Node.js SQL Driver: Event-Based Telemetry

1. Executive Summary

The driver collects usage and reliability metrics (connection establishment, statement latency, CloudFetch chunk download stats, errors) and ships them to the Databricks telemetry ingestion endpoint. Instrumentation sites emit typed events, an in-process aggregator groups them by sql_statement_id, and a batched HTTP exporter ships them on a timer, on batch-size threshold, or on connection close. The pipeline is gated by a server-side feature flag, is per-host isolated, and is wrapped end-to-end so that no telemetry failure ever propagates into the user's application path.

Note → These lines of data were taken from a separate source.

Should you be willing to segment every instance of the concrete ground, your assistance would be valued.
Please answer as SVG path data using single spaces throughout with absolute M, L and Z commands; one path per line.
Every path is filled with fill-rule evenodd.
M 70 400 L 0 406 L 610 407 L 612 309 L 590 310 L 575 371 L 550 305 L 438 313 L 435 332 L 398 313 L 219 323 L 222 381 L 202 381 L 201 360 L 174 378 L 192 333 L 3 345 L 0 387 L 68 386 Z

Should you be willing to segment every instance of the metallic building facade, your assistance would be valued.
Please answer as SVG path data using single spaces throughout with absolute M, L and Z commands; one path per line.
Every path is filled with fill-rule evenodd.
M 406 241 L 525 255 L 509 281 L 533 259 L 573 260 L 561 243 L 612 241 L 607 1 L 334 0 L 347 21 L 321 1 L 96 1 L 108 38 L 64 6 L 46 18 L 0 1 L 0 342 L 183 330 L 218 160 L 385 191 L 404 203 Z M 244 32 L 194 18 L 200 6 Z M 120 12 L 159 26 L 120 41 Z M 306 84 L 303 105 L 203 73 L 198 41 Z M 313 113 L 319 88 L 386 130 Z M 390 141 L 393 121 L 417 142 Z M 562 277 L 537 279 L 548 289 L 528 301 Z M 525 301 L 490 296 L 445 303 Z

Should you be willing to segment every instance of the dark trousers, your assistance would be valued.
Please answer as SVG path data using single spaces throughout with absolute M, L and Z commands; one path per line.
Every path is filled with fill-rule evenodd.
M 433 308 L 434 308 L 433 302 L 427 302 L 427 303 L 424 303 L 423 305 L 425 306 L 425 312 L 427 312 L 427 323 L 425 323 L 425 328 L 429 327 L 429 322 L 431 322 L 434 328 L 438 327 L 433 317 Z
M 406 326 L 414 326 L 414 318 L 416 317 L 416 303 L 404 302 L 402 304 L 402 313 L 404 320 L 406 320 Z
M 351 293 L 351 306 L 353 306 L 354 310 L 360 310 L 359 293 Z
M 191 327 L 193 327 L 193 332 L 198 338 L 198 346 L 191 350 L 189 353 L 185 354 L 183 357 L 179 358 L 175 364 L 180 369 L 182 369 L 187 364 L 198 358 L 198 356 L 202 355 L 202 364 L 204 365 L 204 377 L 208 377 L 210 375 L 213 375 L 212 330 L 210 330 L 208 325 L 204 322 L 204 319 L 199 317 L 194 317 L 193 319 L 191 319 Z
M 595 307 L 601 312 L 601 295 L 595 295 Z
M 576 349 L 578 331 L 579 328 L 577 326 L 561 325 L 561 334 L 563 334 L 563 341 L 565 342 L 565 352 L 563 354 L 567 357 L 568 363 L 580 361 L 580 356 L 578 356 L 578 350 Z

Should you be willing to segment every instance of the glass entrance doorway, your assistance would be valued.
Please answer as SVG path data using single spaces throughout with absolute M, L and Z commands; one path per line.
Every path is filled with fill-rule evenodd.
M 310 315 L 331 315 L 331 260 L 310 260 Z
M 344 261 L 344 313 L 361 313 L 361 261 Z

The code landed in PR #327 under lib/telemetry/. This document describes the design as built.

2. Background & Motivation

Prior to this work the Node.js driver had no first-class telemetry: support cases relied on customer-supplied logs, and product decisions on features like CloudFetch / Arrow / LZ4 lacked usage signal. The JDBC driver had already proven out a per-host, event-aggregated, circuit-broken telemetry pipeline against the same ingestion endpoint, so the Node.js design mirrors its shape (per-host clients, feature-flag cache, terminal-vs-retryable exception classification, swallowed exceptions, ref-counted shutdown) rather than inventing a new one.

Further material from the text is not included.